Think about it: we're debating just how many rich people will get to keep George W. Bush's tax cuts. We're debating just how many seniors, poor people, and disabled people will suffer when their Social Security Insurance is cut. We're debating which social welfare programs will expire.
This is the sort of debate you'd expect to see between a center-right Republican and far-right Republican – not between a Democrat and a Republican. On these grounds, Republicans win every time and the working class loses every time.
Instead, President Obama should be putting progressive solutions on the table. Things like a financial transaction tax, which could reduce the debt by $1.8 trillion over the next decade.
Or, cutting off taxpayer subsidies to big oil, which total $40 billion over ten years.
Or, ending the massive "capital gains" loophole which sets income taxes on hedge fund managers and vulture capitalists like Mitt Romney at a maximum 15 percent, less than half of what working people can pay.
Or, common sense cuts to our bloated and wasteful Defense Budget.
Or, raising the minimum wage to stimulate the economy and, thus, over the long haul, reduce our debt.
Or, breaking up the big banks to prevent more costly, deficit-expanding bailouts in the future.
Or, creating a single-payer healthcare system to reduce deficit-inducing healthcare costs.
If all of these were on the table, then this would be a robust debate that reflects the political leanings of a center-left nation.
But, they're not, which shows not just of the weakness of President Obama, but also the weakness of the progressive movement when compared with the hard-right movement funded by cranky billionaires like the Koch brothers and Sheldon Adelson.
Labor unions, which have historically been the vanguard of the progressive movement, are crippled.
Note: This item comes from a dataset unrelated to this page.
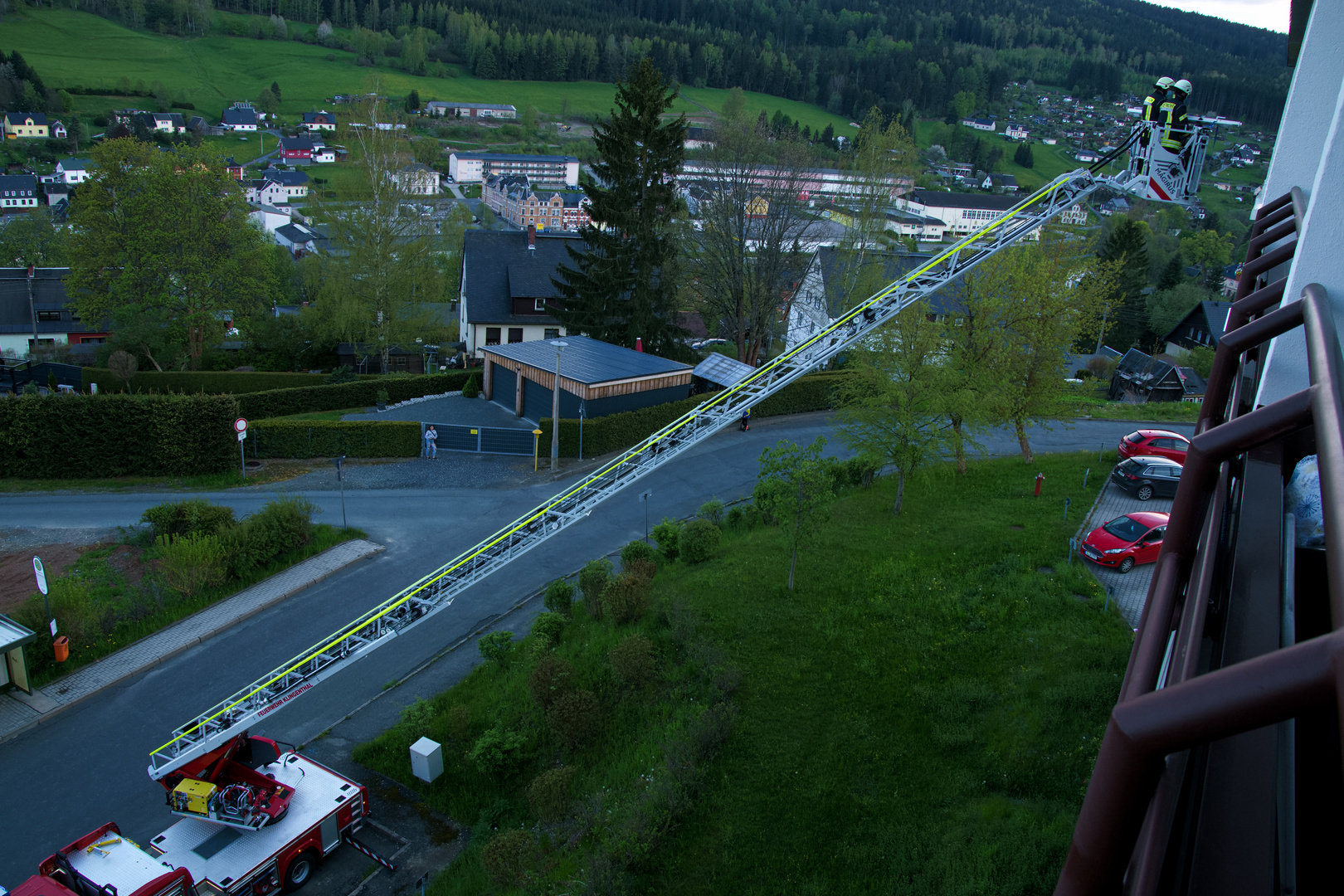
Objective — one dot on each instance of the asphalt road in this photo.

And independent media, including print, radio, and television, which used to carry the voices of average working people across the nation, have been bankrupted and sold off to large corporate media outlets that spew lies and misinformation to promote the billionaire's agenda.
Essentially, the progressive counter-balances in America, which for several generations kept in check corporatists who wanted to destroy FDR's New Deal, and held in line the Democratic Party, have been removed.
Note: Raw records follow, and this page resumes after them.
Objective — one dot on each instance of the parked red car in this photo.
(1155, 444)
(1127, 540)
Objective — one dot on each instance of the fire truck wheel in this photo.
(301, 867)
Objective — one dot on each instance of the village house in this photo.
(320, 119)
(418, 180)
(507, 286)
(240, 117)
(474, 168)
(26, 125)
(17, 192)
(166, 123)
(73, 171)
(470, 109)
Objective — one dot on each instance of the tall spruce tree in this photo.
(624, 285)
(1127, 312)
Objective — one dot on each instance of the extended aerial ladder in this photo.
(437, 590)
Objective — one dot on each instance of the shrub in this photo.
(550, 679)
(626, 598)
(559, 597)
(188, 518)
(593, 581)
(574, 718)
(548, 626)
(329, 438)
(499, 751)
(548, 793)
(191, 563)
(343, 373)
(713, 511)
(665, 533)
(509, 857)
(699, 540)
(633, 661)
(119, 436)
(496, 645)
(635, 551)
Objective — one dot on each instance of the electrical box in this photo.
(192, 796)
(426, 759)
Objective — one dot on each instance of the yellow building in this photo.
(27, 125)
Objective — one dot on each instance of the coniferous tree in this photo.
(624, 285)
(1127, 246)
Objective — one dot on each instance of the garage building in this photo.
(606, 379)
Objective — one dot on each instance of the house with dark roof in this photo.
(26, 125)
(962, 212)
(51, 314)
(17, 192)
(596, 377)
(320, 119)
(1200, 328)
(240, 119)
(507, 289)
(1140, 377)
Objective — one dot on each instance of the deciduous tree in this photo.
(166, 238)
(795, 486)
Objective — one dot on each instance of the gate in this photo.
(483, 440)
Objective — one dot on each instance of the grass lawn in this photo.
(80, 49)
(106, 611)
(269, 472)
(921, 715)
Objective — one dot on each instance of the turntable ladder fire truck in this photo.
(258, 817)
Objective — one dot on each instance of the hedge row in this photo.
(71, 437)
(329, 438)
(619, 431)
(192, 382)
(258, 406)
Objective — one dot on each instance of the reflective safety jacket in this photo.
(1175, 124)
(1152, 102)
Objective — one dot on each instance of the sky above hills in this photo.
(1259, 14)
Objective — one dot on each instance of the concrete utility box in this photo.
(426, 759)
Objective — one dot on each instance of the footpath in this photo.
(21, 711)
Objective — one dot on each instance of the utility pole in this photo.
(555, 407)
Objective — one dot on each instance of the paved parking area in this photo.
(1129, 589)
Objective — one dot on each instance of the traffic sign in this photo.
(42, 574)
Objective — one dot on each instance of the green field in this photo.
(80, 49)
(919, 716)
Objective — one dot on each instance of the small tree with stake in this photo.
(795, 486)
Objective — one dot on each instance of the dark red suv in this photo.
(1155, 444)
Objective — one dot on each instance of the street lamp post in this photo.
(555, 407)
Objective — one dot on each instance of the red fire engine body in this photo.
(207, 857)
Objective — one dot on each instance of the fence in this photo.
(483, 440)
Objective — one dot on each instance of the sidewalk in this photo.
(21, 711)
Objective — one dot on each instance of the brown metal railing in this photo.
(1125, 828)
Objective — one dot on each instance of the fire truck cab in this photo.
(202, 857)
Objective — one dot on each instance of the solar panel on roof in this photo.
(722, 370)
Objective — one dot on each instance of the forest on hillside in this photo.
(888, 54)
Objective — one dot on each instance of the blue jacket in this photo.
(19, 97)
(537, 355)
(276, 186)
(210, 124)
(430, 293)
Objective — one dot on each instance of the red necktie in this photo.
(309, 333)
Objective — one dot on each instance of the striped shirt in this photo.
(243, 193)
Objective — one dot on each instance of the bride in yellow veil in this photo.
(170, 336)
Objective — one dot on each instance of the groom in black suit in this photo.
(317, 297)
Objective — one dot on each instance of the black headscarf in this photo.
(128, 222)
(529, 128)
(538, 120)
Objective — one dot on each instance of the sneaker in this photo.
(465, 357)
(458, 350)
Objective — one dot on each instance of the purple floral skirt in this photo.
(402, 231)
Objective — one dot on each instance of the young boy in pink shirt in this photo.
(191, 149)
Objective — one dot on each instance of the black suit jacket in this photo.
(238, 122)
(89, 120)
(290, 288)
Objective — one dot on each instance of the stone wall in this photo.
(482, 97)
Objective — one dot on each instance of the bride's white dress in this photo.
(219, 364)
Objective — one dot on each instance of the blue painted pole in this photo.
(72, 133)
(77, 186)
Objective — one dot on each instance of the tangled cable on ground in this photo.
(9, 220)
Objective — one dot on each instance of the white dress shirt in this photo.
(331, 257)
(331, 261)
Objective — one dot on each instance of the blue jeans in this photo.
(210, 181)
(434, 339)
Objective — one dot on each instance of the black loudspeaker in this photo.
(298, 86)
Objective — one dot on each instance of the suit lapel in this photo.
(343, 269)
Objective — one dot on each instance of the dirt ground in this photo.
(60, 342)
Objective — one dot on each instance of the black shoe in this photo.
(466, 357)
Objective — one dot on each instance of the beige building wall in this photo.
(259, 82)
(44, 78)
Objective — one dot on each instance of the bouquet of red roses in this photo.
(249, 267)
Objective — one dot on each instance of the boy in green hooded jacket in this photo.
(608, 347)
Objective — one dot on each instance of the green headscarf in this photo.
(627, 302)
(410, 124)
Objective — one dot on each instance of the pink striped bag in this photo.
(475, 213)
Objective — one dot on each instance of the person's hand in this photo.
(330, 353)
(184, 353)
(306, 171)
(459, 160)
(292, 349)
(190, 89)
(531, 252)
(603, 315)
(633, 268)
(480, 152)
When Ronald Reagan busted PATCO in 1981, he didn't just kick off a three decade assault on labor unions, he also kicked off a three decade assault on a once-progressive Democratic Party. This assault is now reaching its peak, as Republicans and President Obama prepare to carve up the crown jewel of the New Deal, Social Security Insurance.
And until a new counterbalance is strong, then the creep toward the political Right, as reflected in our current "fiscal cliff" debate, will continue relentlessly.
President Obama has given in to Republicans over and over again during his first four years in office. We need to remind him that he's the President, he's armed with the bully pulpit, and he's no longer facing a re-election. He's free to be true to his progressive community organizing roots.
There's still hope. FDR didn't campaign on bringing revolutionary change to America in 1932. He was forced to do it by a nation suffering through a Great Depression and radicalized by the damage done to them by millionaires and banksters. The New Deal was in part a response to occupations, or "Hoovervilles," and a genuine outrage across America about the looting of our nation by the very, very rich.
Today, the Occupy movement, organized labor, and the environmental movement have begun the difficult work to rebuild a progressive base that can counter the billionaire's money. We're apparently not strong enough yet to push Congress and the White House to pick up genuine progressive reforms, but if enough of us show up, over and over again, the day may come.
Let's make it sooner, rather than later.